Figure 3. A) pain-induced facial grimacing (scored trait from 0 to 2) in response to four male experimenters (letters on the x axis indicate the initials of the experimenter) and its average (M) (in blue bars). The same for four female (Pink bars). B); pain-induced facial grimacing by one or two T-shirts recently worn by adult males (M-Shirt, M+M), females (F-Shirt, F+F) or one male and one female (M+F). | Credit: Sorge et al (2014) .
Figure 3. A) pain-induced facial grimacing (scored trait from 0 to 2) in response to four male experimenters (letters on the x axis indicate the initials of the experimenter) and its average (M) (in blue bars). The same for four female (Pink bars). B); pain-induced facial grimacing by one or two T-shirts recently worn by adult males (M-Shirt, M+M), females (F-Shirt, F+F) or one male and one female (M+F). | Credit: Sorge et al (2014) .

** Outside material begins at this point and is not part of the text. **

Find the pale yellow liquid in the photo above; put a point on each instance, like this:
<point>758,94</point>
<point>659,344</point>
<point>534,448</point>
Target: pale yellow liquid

Hence, present here one of the Achilles heels of science (not just biomedicine and neuroscience): in this race there is no time or resources to waste if an assumption sounds quite logic. In this particular case, failing to take into account the sex in research is going to be a big problem. Despite the NIH has spent nearly twenty years begging for the equitable inclusion of female animal models in biomedical research due to the problems for generalizing epidemiological and clinical studies made on males to females, only a little progress has been done. Additionally, The widespread lack of data about housing conditions of the experimental animals also will be a problem to evaluate the results in neuroscience. The problem will be even bigger if it is confirmed that the sex of the experimenter distorts the animal behavior. Descending to the level of the cell culture experiments also seems that the gender of different strains has not been regarded when evaluating findings, which could leave lame also many conclusions drawn from cellular models. Works testing the “higher female variability” and gender impact in cellular processes have been rather late and scarce. But now, they begin to drop dissolving some logic assumptions like acid and revealing that maybe now we have to walk the road twice to know where we are. I hope examples like these with neglecting gender in biomedical research help us to be more thorough when performing is our task. Making an assumption, often, is the first step for error.

References

  1. Penaloza, C. et al. Sex of the cell dictates its response: differential gene expression and sensitivity to cell death inducing stress in male and female cells. FASEB J.23, 1869–79 (2009).
  2. Prendergast, B. J., Onishi, K. G. & Zucker, I. Female mice liberated for inclusion in neuroscience and biomedical research. Neurosci. Biobehav. Rev.40, 1–5 (2014).
  3. Sorge, R. E. et al. Olfactory exposure to males, including men, causes stress and related analgesia in rodents. Nat. Methods11, 629–32 (2014).